Manchester City hat in den vergangenen zwei Monaten einige Rückschläge einstecken müssen. Trainer Guardiola ist nicht mehr der Offensivfanatiker von einst – was ihm zunehmend schadet.
Am vergangenen Freitag hat Manchester City die Klub-WM für sich entschieden. Als europäischer Vertreter sind die "Skyblues", die "Himmelblauen", damit quasi ihrer Verantwortung gerecht geworden, dieses Turnier für sich zu entscheiden. Ob die Trophäe einen exponierten Platz im Vereinsmuseum erhalten wird, bleibt jedoch fraglich, obwohl es neben dem Uefa Super Cup der einzige Titel in dieser Saison bleiben könnte. Denn zu Weihnachten befindet sich das schwerreiche Team in einer erheblichen sportlichen Krise. Was genau ist geschehen?

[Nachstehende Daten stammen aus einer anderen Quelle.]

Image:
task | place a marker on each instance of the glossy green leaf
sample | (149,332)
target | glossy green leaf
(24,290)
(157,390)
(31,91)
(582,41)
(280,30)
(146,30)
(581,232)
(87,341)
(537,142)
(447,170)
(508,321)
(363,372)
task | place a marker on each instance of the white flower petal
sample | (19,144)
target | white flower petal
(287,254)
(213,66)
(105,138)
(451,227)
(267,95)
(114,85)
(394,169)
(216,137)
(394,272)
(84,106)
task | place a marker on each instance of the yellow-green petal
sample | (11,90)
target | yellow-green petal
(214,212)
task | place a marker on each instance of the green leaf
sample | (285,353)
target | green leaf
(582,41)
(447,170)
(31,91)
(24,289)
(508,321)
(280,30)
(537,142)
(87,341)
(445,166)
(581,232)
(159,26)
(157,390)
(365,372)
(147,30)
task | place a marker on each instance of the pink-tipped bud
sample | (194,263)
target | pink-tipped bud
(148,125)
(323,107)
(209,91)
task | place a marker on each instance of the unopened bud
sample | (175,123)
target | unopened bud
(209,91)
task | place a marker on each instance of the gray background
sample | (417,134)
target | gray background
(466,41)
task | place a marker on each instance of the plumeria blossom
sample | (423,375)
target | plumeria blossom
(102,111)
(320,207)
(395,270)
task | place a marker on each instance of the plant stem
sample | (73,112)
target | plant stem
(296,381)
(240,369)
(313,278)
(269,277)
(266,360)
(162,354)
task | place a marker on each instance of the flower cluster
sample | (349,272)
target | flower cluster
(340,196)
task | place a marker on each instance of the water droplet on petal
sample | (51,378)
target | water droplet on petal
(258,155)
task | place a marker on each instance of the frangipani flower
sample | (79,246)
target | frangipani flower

Zuletzt konnte City in der Premier League lediglich einen Sieg – gegen Aufsteiger Luton Town – einfahren. Daneben gab es vier Remis und eine schmerzhafte 0:1-Niederlage gegen Aston Villa. Damit steht das Team von Trainer Pep Guardiola aktuell nur auf Rang vier mit sechs Punkten Rückstand auf Arsenal. An sich ist das noch kein Drama, zumal sich gerade in der verschleißenden Premier League im März und April die Dinge noch einmal drehen können. Der jüngste Leistungseinbruch von City wirkt trotzdem signifikant und stellt Guardiola vor ein ernsthaftes Problem.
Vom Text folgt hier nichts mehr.